Cassie grew up on a small, family-owned farm and ranch outside of Dwight, Kansas. As Cassie puts it she “grew up in the kind of town where most people slow down for the railroad tracks and keep going. But, I always knew I loved the small community and country way of life; it just took me a bit to figure out the perfect way to come back, and this opportunity has been nothing less than perfect.”

“My path to agricultural communications and communication research was an interesting one,” Cassie said. She completed a bachelor of fine arts and minor in mass communications in 2012 at Kansas State University. “At that time, I really thought I would pursue a career in event planning and community outreach or education in an art museum. The economy and fate decided differently.”

Facing the fallout of the Great Recession, Cassie knew she needed to find a more stable industry and returned to her roots in agriculture taking a position as a staff writer and communications assistant for Mid Kansas Cooperative Association, headquartered in Moundridge, Kansas.

“I was doing the exact type of work I knew I wanted to do, just not in the field I thought I would be,” she remarked. “I learned an important lesson from that experience though – it finally clicked with me that I belonged in an agricultural field.”

After working for two years in agricultural communications and sales, Cassie returned to K-State to pursue a master’s degree in agricultural communication. “It was during my master’s program that I fell in love with research.”

Cassie pursued that passion after graduation, accepting a position with the Public Issues Education Center at the University of Florida in Gainesville. “I was familiar with PIE Center research from past conferences and knew I could develop my research and communications skills even further with their resources and guidance,” Cassie said.
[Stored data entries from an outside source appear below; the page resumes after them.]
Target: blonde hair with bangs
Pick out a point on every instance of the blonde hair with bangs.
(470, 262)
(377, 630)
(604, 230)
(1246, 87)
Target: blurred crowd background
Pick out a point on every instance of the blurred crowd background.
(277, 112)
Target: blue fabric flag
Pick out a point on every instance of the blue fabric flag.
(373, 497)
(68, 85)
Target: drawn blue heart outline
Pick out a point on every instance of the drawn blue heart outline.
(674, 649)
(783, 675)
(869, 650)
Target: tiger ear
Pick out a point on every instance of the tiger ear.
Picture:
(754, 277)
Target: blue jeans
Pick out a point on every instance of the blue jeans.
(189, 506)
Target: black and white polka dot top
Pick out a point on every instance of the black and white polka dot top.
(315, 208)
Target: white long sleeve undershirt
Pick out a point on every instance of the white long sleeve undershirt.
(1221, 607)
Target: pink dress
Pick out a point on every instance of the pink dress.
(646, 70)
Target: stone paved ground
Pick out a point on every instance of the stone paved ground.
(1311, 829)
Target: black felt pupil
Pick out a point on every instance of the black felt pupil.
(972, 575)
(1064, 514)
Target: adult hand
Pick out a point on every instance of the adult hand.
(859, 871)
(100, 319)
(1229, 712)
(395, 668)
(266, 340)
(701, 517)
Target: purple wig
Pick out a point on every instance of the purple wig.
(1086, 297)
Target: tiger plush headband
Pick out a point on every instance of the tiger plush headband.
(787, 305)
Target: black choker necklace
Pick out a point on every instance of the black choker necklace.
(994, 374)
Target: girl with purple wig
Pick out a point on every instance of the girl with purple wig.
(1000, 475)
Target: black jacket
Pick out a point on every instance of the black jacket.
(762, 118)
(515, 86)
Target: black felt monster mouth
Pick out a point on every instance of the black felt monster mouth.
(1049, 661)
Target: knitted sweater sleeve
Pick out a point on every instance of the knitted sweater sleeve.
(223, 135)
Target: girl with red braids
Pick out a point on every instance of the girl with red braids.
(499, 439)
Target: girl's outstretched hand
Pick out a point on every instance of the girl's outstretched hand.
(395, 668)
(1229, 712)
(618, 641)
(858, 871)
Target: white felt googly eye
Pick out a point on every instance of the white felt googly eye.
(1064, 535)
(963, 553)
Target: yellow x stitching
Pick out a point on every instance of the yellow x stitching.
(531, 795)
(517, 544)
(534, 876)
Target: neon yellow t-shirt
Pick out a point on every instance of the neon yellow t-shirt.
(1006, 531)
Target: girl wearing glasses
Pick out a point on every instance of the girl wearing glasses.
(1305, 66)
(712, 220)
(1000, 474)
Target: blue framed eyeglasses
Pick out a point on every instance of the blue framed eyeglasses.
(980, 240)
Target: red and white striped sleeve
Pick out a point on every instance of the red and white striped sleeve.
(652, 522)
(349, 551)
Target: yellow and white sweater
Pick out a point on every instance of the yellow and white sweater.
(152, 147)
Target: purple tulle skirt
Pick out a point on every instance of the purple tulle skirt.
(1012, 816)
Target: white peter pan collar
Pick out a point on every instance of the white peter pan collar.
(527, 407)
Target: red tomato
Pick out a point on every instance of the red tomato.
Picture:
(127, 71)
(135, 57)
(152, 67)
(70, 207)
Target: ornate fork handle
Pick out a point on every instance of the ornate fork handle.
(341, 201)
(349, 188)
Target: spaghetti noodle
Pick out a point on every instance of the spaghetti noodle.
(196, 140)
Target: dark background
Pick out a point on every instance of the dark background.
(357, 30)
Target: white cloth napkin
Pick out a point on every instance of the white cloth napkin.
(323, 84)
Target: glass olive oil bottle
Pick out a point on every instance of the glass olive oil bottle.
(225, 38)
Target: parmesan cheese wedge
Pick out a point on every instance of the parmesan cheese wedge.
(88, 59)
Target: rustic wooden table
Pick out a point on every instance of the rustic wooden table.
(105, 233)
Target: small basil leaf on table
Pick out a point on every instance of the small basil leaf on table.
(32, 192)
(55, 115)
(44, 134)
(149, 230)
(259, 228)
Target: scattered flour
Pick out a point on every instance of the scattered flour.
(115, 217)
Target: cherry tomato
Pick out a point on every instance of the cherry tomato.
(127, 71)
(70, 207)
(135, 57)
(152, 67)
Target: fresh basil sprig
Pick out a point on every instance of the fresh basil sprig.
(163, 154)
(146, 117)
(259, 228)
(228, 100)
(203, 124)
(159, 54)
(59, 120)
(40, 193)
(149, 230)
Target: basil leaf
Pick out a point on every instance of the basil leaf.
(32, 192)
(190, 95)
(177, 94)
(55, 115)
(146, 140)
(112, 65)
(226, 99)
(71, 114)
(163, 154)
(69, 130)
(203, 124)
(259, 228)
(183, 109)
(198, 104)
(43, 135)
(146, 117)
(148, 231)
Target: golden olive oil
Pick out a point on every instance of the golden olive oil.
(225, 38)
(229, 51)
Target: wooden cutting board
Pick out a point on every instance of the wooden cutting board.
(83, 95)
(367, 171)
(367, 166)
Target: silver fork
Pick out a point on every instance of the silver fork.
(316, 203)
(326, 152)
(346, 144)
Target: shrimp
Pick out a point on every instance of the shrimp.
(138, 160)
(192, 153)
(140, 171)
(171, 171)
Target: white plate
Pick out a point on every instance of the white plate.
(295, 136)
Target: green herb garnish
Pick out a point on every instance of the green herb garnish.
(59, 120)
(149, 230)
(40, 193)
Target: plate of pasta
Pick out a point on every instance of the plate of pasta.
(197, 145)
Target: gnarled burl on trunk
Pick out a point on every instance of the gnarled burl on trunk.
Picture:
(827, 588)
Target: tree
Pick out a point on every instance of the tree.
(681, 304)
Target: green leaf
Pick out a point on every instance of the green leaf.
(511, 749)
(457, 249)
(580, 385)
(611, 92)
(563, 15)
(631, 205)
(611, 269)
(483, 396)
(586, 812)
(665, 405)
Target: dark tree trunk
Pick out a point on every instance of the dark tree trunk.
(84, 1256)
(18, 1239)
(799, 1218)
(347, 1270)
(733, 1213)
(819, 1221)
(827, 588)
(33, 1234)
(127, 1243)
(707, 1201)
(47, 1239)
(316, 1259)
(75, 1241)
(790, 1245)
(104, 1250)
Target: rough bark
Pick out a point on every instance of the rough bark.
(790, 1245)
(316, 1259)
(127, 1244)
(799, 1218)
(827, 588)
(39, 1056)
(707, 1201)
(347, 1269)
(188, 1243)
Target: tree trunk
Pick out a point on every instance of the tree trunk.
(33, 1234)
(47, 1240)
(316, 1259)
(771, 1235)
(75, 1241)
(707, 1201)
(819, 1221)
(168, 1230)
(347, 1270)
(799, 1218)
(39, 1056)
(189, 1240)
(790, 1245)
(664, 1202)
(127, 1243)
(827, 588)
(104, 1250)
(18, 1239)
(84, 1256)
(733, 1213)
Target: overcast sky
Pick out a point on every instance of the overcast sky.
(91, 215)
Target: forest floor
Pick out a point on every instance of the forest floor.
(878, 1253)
“While I learned a lot in my time at the PIE Center, Kansas kept calling me home,” Cassie said. “CREE was really gaining traction when I was in grad school, and I had always been interested in new-media technology research. Plus, I knew my dad would appreciate having his best farm hand back!”

“The opportunity to be a part of combining research knowledge and new-media technology into a single source for rural, agricultural enterprises is absolutely my dream job,” Cassie said. “I understand first-hand the risks involved in an agricultural business and have the upmost respect for anyone that dedicates their life and everything they have to it.”

“It is my hope that we can make a true impact for Kansas agriculture and rural communities, and beyond, through the use of new-media technology and research to engage with audiences previously inaccessible to us.”